Я снова прикусываю язык, так как, стоя по команде «раскройте глаза», вижу, что завпоэзией бросила ножницы на стол и потемневшим взглядом вовсе не длину челки определяет, а степень моей то ли злостности, то ли глупости: «Инна, вы всерьез или в шутку?». Наверное, я все же ей понравилась, и она мне подсказывает выход из положения, и я подхватываю:

— В шутку, Софья Григорьевна, в шутку! Я только стихи сочиняю всерьез, без юмора, а остальное у меня все в шутку! Вы, Софья Григорьевна, тоже с юмором, если стрижете меня, чтоб я похорошела. Не мучайтесь со мной.

— Нет уж, дорогая, я вас достригу, хоть, слушая, надолго отвлекаюсь. Раз уж вы, эдакое чучело с шишом и бантом, пришли задолго до моей работы, а я случайно — на месте, то уж я из вас сделаю красотку. Будьте уверены, сделаю. Тем более Трифонович вашу подборку оценил. Симонов начал вас печатать, а теперь, когда снова у нас Твардовский, я ваши стихи решила попридержать — его вкус с симоновским не совпадает. Я Трифоновичу примерно на пять номеров апробированных авторов подготовила. Не понравились. Попросил весь портфель. Выбрал только вас, — «Стихи о нефтяниках», а — лирические. В первом же номере, который снова выходит под редакцией Твардовского, будет 20 его стихов и 6 ваших. Поэтому и дала вам телеграмму, а кроме того подборка так понравилась Трифоновичу, что сказал: «Захочет Лиснянская мир посмотреть — дадим ей от „Нового мира“ творческую командировку в любую точку страны».

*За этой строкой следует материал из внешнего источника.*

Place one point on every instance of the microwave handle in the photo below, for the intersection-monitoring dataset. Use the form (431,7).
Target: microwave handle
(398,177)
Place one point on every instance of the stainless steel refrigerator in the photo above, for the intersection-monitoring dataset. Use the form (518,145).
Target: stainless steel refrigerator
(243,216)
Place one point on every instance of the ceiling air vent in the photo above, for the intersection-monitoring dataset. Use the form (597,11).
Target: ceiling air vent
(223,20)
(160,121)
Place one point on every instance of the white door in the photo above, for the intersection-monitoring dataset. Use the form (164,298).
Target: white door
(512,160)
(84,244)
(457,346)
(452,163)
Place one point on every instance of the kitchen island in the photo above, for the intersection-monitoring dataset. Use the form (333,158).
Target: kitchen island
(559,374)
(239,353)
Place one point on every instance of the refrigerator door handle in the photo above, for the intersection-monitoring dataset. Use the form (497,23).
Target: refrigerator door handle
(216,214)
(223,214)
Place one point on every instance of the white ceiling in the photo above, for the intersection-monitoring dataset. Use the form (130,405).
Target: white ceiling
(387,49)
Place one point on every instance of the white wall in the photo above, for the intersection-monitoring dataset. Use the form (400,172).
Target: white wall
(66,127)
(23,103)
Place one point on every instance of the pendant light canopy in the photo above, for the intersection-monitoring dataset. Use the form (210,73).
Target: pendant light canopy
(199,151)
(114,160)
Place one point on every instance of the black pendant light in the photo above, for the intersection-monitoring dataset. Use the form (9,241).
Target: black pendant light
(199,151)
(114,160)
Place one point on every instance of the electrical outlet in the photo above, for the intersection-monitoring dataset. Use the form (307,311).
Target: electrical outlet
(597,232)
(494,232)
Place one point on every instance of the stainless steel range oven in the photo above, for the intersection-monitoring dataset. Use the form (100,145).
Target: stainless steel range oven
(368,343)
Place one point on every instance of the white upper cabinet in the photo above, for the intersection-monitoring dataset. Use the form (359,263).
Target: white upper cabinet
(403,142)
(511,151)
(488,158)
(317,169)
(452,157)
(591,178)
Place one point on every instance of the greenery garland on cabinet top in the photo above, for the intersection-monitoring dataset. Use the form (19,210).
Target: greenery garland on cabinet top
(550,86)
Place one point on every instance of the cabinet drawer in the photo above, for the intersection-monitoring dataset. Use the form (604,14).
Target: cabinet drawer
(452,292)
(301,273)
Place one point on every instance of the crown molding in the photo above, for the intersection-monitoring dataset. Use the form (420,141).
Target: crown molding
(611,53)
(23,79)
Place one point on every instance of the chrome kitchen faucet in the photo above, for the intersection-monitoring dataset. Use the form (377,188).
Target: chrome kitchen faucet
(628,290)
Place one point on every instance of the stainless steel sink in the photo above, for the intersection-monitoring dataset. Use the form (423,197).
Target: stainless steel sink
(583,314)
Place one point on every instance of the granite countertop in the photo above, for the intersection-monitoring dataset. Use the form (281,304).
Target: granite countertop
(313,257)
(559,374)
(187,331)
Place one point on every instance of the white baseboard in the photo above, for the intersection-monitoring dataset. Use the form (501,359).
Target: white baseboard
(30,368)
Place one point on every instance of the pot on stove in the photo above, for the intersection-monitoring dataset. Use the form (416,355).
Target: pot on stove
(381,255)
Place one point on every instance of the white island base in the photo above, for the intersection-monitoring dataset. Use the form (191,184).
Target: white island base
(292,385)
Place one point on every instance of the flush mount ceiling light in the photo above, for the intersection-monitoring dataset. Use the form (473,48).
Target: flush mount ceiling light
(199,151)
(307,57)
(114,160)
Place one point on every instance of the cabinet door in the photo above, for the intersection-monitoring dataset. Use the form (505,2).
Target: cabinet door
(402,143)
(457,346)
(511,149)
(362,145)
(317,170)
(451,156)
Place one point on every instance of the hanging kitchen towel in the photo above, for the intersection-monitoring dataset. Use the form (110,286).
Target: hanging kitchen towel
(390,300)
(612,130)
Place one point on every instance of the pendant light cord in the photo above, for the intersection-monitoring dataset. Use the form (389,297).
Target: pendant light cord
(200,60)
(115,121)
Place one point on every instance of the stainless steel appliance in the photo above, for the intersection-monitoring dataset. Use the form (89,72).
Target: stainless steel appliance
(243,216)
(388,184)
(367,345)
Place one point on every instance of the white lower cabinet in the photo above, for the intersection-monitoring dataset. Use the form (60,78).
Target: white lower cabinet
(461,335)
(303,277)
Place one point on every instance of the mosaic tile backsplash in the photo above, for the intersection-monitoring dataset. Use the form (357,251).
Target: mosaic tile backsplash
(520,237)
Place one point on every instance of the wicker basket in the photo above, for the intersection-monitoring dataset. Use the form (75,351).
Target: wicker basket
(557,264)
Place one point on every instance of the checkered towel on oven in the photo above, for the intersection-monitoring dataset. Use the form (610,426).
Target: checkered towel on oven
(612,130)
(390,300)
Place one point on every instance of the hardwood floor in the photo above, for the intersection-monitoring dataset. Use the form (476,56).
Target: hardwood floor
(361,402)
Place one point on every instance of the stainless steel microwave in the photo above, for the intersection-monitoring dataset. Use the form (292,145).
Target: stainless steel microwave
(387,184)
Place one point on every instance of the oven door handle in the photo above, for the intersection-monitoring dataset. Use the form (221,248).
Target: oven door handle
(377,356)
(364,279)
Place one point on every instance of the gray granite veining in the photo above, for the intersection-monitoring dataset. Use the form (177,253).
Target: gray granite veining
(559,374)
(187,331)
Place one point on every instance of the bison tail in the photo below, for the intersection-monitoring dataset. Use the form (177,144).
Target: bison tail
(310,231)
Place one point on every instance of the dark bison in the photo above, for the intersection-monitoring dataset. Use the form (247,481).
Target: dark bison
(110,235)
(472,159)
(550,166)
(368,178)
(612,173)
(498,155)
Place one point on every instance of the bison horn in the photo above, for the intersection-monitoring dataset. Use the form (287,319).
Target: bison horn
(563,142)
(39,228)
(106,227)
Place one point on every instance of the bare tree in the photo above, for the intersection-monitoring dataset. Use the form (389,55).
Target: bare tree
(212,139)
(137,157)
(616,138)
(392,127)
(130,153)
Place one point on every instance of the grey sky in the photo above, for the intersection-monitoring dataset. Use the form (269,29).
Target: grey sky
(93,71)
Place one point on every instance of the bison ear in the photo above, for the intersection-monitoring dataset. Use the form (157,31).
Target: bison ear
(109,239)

С такой высокой точки меня хвалят впервые, а от любого радостного ошеломления я делаюсь беспардонной. И уже не тарахчу, а строчу, как из пулемета, без перезарядки:

— Ладно, Софья Григорьевна, стригите меня, но раз нельзя в вашем кабинете курить, то я вам дорасскажу безо всякого розового света, какой мы круг по шалманам со Светловым ежедневно совершаем. А начинается круг с кафе-мороженого напротив и наискосок от Центрального телеграфа. В кафе у Светлова есть кредит, его знают и подносят в долг, — до гонорара, — первую рюмку натощак, а мне бокал шампанского и кофе-гляссе. Из кафе мы отправляемся в цедеэль, где его тоже все официантки любят и тоже — в кредит. Или угощают молодые поэты, желающие метру прочесть стихи, предварительно понравившись щедростью или обязав, — тоже кредит! А вообще-то Светлов — всеобщий любимец. А вообще-то, Софья Григорьевна, мне кажется, что всеобщие любимцы в основном — равнодушные люди. Только равно-душные, равно-дышащие на все и вся, способны обладать той самой, ни к чему не обязывающей милотой, которая почти равно распределяется на всех. От равнодышащего человека серьезного добра не увидишь, но и зла от него не ждешь. Такой человек, если он к тому же обаятелен или остроумен, становится всеобщим любимцем. Нет-нет, я не о конкретно Светлове. А — так. Вот Евтушенко — любимец публики, любимцем в своей среде никогда не будет. Он не равнодышащий, наоборот, — пристрастный. Но, простите, Софья Григорьевна, я расфилософствовалась, к слову. По ходу стрижки и маршрута. В цедеэле Светлов обычно обрастает компанией, и мы часов к пяти вечера умеренно-шумно на троллейбусе «Б» едем по Садовому кольцу в Эрмитаж, где сидим недолго. Из Эрмитажа пешком пригуливаем к Всесоюзному театральному обществу, к Бороде. Самого Бороды, то ли он метрдотель, то ли швейцар в ресторане, я не видела, зато видела многих известных артистов. И Светлов знакомит. Познакомил со Стриженовым, и тот сказал: «Ваша поэтесса на нашу Татьяну Самойлову из „Летят журавли“ похожа», а Светлов: «Нет, это ваша киноактриса на нашу Лиснянскую похожа». Я и без челки, оказывается, смахиваю на нее. Значит, я — с нее карикатура. Оттуда близкий пеший путь по имени Горького лежит в «Националь». Туда чаще всего входим уже вдвоем часов к девяти вечера, чтобы через часок-полтора я, приведя Светлова к Радам, с удовольствием выслушала ее благодарность, — Миша в порядке.